É partindo deste simples enredo, que Suzane constrói uma rica dramaturgia, sólida e consistente, onde a relação íntima e estreita entre seres humanos (a mãe) e seres fantásticos (Ogroleto) nos revela um mundo múltiplo, calcado nas diferenças. E, cada um se diz em sua própria diferença. É assim que o Ogroleto, de Lebeau, vai em busca do preenchimento de seu espaço no mundo, buscando integrar a sua essência partida, meio homem e meio Ogro. Como um herói dos grandes clássicos da literatura, ele precisa vencer três provas, normalmente invencíveis para um ogro. E aí é que vem um dos grandes méritos do texto: na vitória ou na derrota, a perda é inevitável. Ainda que ela seja bem pequenina; não se ganha por inteiro.

Quanto à direção de Karen Acioly, ela afirma cada vez mais o talento de uma profissional que busca se superar a cada espetáculo. É muito gratificante acompanhar a evolução de uma artista que respira o universo infantil e que está sempre elaborando projetos que venham enriquecer, não apenas o espetáculo no palco, mas também quebrar todos os paradigmas da quarta parede invisível – aquela que separa o palco da plateia.
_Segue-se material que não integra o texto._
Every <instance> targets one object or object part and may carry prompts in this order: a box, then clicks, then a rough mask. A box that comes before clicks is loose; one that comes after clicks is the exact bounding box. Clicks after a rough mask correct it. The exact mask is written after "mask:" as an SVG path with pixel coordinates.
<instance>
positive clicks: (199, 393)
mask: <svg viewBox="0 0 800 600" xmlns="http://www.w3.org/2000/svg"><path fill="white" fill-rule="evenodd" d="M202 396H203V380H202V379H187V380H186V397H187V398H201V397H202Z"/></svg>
Esta quebra gera uma ampliação do espaço cênico através de pontos de treliças, que iluminadas de seu interior, aumentam a densidade do drama, integra o público, que é transportado para aquele universo, dando volume à encenação. A mata, representada em fortes tons de verde, funciona como uma personagem ativa.
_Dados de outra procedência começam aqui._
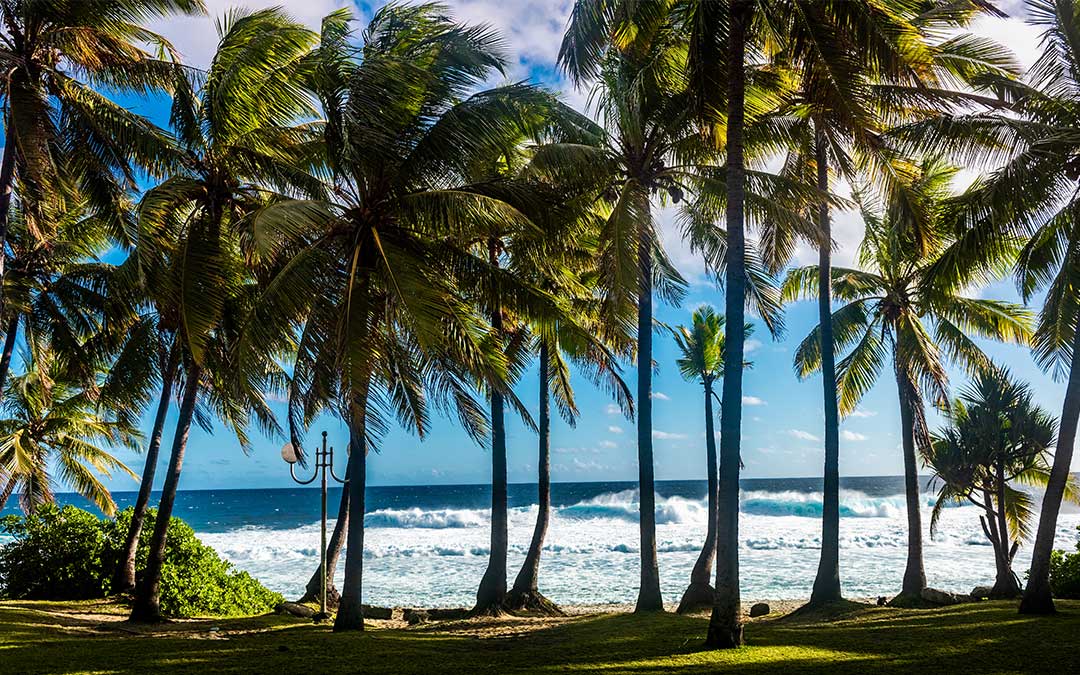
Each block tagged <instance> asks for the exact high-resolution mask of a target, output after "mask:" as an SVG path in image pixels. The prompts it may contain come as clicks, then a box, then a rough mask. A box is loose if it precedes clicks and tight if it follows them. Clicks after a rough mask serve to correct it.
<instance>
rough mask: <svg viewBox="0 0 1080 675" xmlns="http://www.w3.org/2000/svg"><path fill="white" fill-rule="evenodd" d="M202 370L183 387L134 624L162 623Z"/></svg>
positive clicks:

A cenografia de Derô Martín, Maíra Knox, Maurício Grecco e Karen Acioly demonstra- nos claramente a grande unidade que apresenta todo o projeto. Realizado literalmente em equipe, é apropriado organicamente pelos atores, em vista que todas as áreas são encaixadas; além dos figurinos adequados de Maira Knox, o cenário feito de tábuas de madeira – suspensos em cordas, cheio de surpresas, de vãos, e de escapes – é valorizado pelo dinâmico e expressivo trabalho de preparação acrobática dos craques do picadeiro Beto Silva (o primeiro brasileiro a integrar o Cirque du Soleil) e Bruma Saboya, que estimulam a exploração da cenografia e a sublime luz de Jorginho de Carvalho, que atua numa função reveladora do estado emocional das personagens e dos momentos de tensão de cada cena.

O vermelho, a cor essencial do espetáculo, é apresentado como mais uma personagem, assim como a lua, e a representação do sangue. Os refinados desenhos de luz de Jorginho de Carvalho constroem e desconstroem os espaços cênicos, na rapidez do acender e apagar das luzes, inclusive com a utilização de um refletor especial que se move em cena. A trilha sonora de Tato Taborda também é composta por inúmeros sons incidentais: assobios, barulhos de grilos, sapos coaxando, remetendo-nos sensorialmente ao universo de uma mata, acentuando os seus mistérios e deixando nossa alma em estado de alerta e suspensão. Dividindo o palco temos o elaborado trabalho de Maurício Grecco, que constrói o seu Ogroleto, uma criança de 6 anos, apropriando-se de um sincero tom vocal da primeira infância e uma postura corporal arqueada. Transmitindo com sinceridade e precisão acrobática às nuances de sua personagem, Carolina Kasting interpreta a mãe do pequeno Ogro com refinadas nuances de interpretação, mesclando doçura e determinação, com momentos de tensão e alívio de uma mãe protetora.